4 Alasan Tes Psikologi Wajib Diikuti Pemohon SIM

TRANSINDONESIA.CO, JAKARTA – Mulai 25 Juni 2018 Direktorat Lalu Lintas Polda Metro Jaya menetapkan tes psikologi sebagai salah satu syarat permohonan SIM (surat izin mengemudi) baru dan perpanjangan SIM warga di wilayah hukum Polda Metro Jaya.

Sebelumya, tes psikologi hanya diwajibkan untuk pemohon SIM umum atau pengendara angkutan umum warga berpelat kuning.

Untuk mendapatkan surat hasil tes psikologi ini pemohon SIM harus membayar Rp 35.000 untuk sekali tes. Tes menggunakan sistem komputer. Pemohon baru akan diberikan 24 pertanyaan dan untuk pemohon perpanjangan SIM diberikan 18 pertanyaan.

Pemohon diberi waktu 30 detik untuk menjawab masing-masing soal. Jadi maksimal 15 menit pemohon sudah dapat membawa surat hasil tes psikologi untuk melanjutkan tahap permohonan SIM selanjutnya.

Pos tes psikologi di Satpas SIM Daan Mogot, Jakarta Barat.[IST]
Sebetulnya apa tujuan tes psikologi itu?

  1. Amanat UU LLAJ

Kasi SIM Ditlantas Polda Metro Jaya Kompol Fahri Siregar mengatakan, penerapan tes psikologi bagi penerbitan SIM merupakan amanah Pasal 81 Ayat (4) UU Nomor 22 Tahun 2009 tentang Lalu Lintas dan Angkutan Jalan (LLAJ) dan sebagaimana yang dituangkan dalam Pasal 36 Peraturan Kapolri Nomor 9 tahun 2012 tentang Surat Izin Mengemudi.

Dalam peraturan tersebut disebutkan bahwa salah satu persyaratan penerbitan SIM adalah kesehatan, baik kesehatan jasmani maupun rohani. Untuk pemeriksaan kesehatan rohani dilakukan dengan materi tes yang akan menilai beberapa aspek yaitu kemampuan konsentrasi, kecermatan, pengendalian diri, kemampuan penyesuaian diri, stabilitas emosi, dan ketahanan kerja.

Berdasarkan peraturan itu disebutkan tes psikologi akan dilaksanakan oleh lembaga psikologi yang telah mendapatkan pembinaan dan pengawasan dari bagian psikologi Polda Metro Jaya.

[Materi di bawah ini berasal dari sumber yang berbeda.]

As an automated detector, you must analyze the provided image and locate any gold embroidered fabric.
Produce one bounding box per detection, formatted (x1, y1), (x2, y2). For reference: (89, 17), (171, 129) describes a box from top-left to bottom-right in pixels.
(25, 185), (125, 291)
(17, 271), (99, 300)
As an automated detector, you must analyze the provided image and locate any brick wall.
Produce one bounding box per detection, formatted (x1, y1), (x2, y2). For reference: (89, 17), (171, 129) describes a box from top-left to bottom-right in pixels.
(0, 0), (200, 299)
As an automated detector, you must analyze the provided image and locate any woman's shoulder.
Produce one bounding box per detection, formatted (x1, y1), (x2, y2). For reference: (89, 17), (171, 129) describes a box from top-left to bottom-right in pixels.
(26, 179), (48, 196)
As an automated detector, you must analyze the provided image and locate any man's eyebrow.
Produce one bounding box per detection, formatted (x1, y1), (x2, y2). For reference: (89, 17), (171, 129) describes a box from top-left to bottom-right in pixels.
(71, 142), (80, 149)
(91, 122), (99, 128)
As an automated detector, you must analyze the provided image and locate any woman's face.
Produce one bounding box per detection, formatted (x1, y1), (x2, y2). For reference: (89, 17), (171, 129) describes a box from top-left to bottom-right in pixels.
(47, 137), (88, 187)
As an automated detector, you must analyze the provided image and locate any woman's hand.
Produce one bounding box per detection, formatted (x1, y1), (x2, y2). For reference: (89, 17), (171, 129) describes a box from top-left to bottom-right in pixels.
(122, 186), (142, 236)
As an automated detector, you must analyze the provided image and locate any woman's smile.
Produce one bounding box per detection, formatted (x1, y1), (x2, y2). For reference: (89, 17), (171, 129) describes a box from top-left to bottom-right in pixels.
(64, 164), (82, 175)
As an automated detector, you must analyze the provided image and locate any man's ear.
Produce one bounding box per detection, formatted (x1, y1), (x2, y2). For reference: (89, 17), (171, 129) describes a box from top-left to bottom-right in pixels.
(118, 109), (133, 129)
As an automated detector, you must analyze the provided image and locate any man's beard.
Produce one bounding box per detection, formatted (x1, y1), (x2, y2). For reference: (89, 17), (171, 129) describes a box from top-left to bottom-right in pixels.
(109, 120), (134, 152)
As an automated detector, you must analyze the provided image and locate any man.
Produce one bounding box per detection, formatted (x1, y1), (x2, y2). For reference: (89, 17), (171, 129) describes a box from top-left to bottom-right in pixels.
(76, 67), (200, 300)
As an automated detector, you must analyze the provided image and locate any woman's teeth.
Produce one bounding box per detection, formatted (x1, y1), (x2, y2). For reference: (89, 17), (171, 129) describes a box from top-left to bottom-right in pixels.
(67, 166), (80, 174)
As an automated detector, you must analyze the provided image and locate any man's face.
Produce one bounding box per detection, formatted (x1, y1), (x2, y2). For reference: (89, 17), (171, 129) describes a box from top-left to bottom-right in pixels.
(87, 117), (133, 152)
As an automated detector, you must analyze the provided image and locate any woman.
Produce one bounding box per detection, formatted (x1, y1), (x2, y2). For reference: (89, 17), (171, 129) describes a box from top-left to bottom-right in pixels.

  1. Kerap terjadi kecelakaan

Kompol Fahri mengatakan, masalah psikologis yang dialami pengendara dapat memicu terjadinya kecelakaan. Ia mengatakan, menurut data yang telah dihimpun, banyak kejadian kecelakaan lalu lintas yang disebabkan karena kondisi psikologi pengemudinya. Ia mencontohkan, pada tahun 2015 di Jalan Sultan Iskandar Muda seorang tersangka berinisial CDS menabrak beberapa pengemudi sepeda motor dan mobil dan menyebabkan beberapa korban meninggal dunia dan luka-luka. Berdasarkan pengakuan tersangka, ia mengkonsumsi obat penenang tertentu yang dapat menyebabkan halusinasi.

“Dari pemeriksaan psikologinya diketahui bahwa psikologinya mengalami gangguan karena terjadinya penurunan kontrol emosi, adanya halusinasi, rasa panik dan takut yang diakibatkan karena mengkonsumsi obat penenang,” kata Fahri. Hal-hal seperti itulah yang membuat tes psikologi saat permohonan penerbitan SIM dirasa perlu dilakukan.

  1. Cegah Kecelakaan

Melalui tes psikologi, pengemudi akan dinilai dari beberapa aspek yaitu kemampuan konsentrasi, kecermatan, pengendalian diri, kemampuan penyesuaian diri, stabilitas emosi dan ketahanan kerja. Fahri mengatakan, dari serangkaian pemeriksaan itu akan diketahui bagaimana kondisi psikologi calon pemegang SIM.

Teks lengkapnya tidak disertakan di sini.